Были организованы всяческие кампании помощи переселенцам, в Тюмени и Томске были выстроены переселенческие бараки. Правительство было вынуждено пойти на разные льготы, значительно удешевив для переселенцев проезд по железной дороге, оборудовать теплушки печами, обеспечив их какой-то врачебной помощью. Но, конечно, самым тяжелым было положение обратных переселенцев, не имевших ничего позади, ничего не нашедших впереди. А Сибирь все-таки заселялась, и тем, кто выдерживал первые годы, богатейший край воздавал сполна, изменял не только материальное положение, но и характеры людей, создавая новый народ, и внешне и внутренне отличающийся от своих отцов, прибывших из России.
За сорок лет, с 1858 до 1897 года, население Западной Сибири более чем удвоилось, хотя расселение производилось неравномерно. Так, например, население Томской губернии почти утроилось за это время, а Тобольской — увеличилось всего лишь на пятьдесят процентов. Пережили сибирские поселения и ту обычную для осваиваемых земель пору — недостаток женщин, побудивший правительство неоднократно прибегать к «набору девок» в поморских городах в жены казакам, к разрешению выменивать или покупать у местных племен девочек-подростков.
Среди разного рода влияний, изменивших в Сибири славяно-русский тип, главным было, конечно, смешение с местным коренным народонаселением Сибири. Казачьи отряды нарочно отправлялись в калмыцкие или киргизские улусы и аулы, захватывали в плен женщин и девушек, покупали или выменивали детей. Начавшееся, таким образом, физиологическое смешение вскоре приняло такие размеры, что еще в начале XVII века обратило на себя внимание московского духовенства, поднятый им протест был, однако, безуспешен.

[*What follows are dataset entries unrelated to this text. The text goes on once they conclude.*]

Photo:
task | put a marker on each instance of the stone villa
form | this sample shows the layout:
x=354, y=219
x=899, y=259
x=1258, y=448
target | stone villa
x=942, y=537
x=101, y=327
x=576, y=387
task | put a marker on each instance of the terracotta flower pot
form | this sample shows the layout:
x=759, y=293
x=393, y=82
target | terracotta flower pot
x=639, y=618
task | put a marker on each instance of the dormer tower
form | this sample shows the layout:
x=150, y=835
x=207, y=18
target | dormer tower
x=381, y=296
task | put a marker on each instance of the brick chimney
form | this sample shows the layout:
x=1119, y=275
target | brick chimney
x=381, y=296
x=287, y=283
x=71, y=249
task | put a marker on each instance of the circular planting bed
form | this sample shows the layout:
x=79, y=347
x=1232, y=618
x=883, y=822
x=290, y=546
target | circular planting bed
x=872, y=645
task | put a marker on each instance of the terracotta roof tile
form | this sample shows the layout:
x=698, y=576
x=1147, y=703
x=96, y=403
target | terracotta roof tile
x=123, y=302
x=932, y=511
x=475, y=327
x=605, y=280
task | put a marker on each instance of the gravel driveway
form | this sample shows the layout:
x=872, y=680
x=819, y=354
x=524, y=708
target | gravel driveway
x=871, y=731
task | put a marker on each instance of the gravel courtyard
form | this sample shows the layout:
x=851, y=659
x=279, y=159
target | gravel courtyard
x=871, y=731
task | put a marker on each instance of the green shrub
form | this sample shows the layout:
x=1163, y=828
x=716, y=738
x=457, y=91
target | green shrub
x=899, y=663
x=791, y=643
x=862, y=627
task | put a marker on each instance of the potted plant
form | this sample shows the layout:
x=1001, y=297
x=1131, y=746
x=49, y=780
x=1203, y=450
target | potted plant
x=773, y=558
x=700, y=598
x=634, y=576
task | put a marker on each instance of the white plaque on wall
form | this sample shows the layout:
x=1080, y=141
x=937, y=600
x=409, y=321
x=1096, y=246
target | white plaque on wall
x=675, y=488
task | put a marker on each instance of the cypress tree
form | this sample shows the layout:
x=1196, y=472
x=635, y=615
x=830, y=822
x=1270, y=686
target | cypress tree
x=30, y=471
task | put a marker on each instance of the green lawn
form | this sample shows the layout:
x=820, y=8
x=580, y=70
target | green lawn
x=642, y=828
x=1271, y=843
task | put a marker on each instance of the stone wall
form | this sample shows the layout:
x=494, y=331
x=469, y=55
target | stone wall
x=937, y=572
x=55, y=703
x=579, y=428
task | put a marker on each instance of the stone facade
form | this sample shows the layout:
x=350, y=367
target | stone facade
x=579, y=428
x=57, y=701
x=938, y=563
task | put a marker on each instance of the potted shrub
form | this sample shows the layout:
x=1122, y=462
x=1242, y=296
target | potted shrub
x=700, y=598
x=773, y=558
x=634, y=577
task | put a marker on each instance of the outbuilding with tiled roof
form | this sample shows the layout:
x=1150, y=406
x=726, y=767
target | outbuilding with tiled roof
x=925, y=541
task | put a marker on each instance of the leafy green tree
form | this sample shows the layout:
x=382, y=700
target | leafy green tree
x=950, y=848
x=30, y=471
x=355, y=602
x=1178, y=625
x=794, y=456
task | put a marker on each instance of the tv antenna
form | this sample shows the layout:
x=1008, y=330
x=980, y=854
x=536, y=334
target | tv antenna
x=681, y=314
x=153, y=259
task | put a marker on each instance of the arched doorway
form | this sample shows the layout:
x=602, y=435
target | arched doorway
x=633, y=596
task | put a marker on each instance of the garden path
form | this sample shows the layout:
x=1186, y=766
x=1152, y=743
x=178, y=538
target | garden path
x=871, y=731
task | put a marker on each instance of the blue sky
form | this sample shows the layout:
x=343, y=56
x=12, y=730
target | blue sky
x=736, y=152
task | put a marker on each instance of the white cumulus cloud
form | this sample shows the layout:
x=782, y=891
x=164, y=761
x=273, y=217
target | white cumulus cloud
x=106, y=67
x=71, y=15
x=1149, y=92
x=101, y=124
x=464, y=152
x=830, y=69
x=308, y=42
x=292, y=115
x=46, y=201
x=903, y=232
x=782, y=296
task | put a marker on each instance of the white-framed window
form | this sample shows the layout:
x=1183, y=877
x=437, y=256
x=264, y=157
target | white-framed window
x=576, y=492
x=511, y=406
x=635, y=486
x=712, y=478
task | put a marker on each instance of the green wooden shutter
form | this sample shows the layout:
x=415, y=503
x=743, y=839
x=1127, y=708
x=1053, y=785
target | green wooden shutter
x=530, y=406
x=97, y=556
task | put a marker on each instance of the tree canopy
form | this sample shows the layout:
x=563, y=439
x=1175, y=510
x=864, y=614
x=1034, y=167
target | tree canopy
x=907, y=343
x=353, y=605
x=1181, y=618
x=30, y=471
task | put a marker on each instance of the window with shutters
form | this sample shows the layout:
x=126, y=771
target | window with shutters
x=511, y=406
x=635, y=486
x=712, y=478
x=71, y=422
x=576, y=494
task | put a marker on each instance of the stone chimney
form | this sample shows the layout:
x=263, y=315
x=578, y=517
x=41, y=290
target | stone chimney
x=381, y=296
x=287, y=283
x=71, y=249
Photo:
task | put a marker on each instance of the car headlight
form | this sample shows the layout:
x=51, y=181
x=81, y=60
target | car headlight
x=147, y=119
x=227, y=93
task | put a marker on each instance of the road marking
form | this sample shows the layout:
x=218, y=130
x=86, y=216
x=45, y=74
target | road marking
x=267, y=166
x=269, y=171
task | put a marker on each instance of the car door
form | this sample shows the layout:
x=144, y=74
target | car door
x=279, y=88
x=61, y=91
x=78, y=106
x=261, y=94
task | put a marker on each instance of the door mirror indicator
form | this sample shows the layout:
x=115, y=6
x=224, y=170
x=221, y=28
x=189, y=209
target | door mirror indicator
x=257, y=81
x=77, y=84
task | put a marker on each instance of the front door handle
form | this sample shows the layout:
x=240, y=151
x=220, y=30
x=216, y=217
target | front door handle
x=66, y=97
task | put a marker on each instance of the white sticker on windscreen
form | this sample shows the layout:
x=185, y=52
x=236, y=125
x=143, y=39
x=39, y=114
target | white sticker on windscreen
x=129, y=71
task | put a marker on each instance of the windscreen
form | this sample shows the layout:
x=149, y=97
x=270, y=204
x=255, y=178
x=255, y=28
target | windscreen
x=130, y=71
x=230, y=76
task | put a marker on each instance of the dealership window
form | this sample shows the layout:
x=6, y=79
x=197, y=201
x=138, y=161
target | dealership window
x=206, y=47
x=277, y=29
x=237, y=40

Влияние местного типа сказалось главным образом в смуглоте лица, потемнении волос, узкоглазости и некоторой скуластости следующих поколений переселенцев.
Приведу пример и из своего семейства: дед Андрей еще типичный славянин — светлоглазый, длиннолицый, густобородый, отец же мой, — бабка была наполовину монголка, — уже темноволос, скуласт, веки у него «по-калмыцки» нависают на глаза, а борода почти не растет.
Кроме того, под влиянием местных многие переселенцы начали заниматься больше скотоводством, чем земледелием, стали носить одежды местных, приспособленные для сибирского климата, научились есть сырую рыбу и сырое мясо, что безусловно восполняло отсутствие витаминов в пище и спасало их от цинги. Шел и обратный процесс — обрусение местных.
Во время господства в Сибири захватного пользования землей, когда при огромном просторе незанятой земли у крестьян разбегались глаза, и не только каждый селился и пахал там, где ему приглянулось, но и по нескольку раз менял место поселения, сельские и деревенские общества не имели причин вмешиваться в земельные отношения своих членов. В это время достаточно было приложить руку к участку земли, обойти межой или вехами известное угодье, чтобы получить право наследственного владения им. С увеличением населения, однако, количество свободных земель стало сокращаться, и в то время как одним не хватало сил справляться с покосом или ежегодно обрабатывать всю захваченную издавна землю, другие стали ощущать недостаток в удобных для обработки землях. С этого момента община заявила свои права на захватные земли, ограничивая владельцев (вместо потомственного владения) только правом на владение теми частями, которые эксплуатируются сейчас, предоставляя оставшиеся необработанными участки занимать желающему. Таким образом совершался переход к так называемому общинно-захватному пользованию землей, когда владение землей возникало вместе с фактом пользования ею и вместе с ним и прекращалось. Тем не менее со временем выяснились недостатки и этой вроде бы справедливой системы: богатые начинали понемногу отбирать случайно оставшиеся необработанными (за болезнью, например, единственного взрослого работника) участки у бедных. К тому же боязнь лишиться участка вела к непрерывной его эксплуатации, истощавшей землю. Теперь «мир» снова вмешивается в земельные дела членов общины, заменяя идею захвата — идеей уравнения. Дело началось с отдельных отрезков земли в пользу малоземельных от тех, кто, по мнению общества, забрал земли слишком много, — а пришло, в конечном итоге, к подушным наделам землей.